The distance covered in one light year is \( 9.46 \times 10^{15} \, \text{m} \).

1.10 Express the density of mercury given as \( 13.6 \, \text{g/cm}^3 \) in \( \text{kg/m}^3 \).

Convert \( 13.6 \, \text{g/cm}^3 \) into \( \text{kg/m}^3 \).

Given

Density of mercury \( = 13.6 \, \text{g/cm}^3 \)

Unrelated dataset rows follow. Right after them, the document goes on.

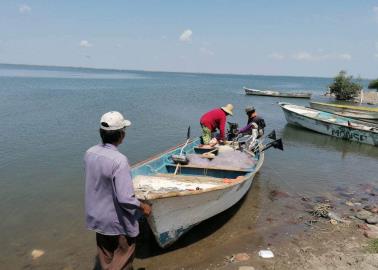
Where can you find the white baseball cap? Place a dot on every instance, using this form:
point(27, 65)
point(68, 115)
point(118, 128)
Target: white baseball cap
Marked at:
point(113, 121)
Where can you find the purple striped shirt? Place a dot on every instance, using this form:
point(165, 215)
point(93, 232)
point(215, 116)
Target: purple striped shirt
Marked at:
point(111, 207)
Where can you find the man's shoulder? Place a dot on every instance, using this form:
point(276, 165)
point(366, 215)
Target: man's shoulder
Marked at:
point(106, 152)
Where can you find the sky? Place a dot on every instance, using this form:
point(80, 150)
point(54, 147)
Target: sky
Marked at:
point(266, 37)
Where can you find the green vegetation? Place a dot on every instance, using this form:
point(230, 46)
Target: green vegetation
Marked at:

\( 1 \, \text{g/cm}^3 = 1000 \, \text{kg/m}^3 \)

To Find

Density in \( \text{kg/m}^3 \).

Formula

\[\text{Density in } \text{kg/m}^3 = \text{Density in } \text{g/cm}^3 \times 1000\]

Solution

\[13.6 \, \text{g/cm}^3 \times 1000 = 13,600 \, \text{kg/m}^3\]

Expressed in scientific notation

\[13,600 = 1.36 \times 10^4 \, \text{kg/m}^3\]

Final Answer

The density of mercury is \( 1.36 \times 10^4 \, \text{kg/m}^3 \).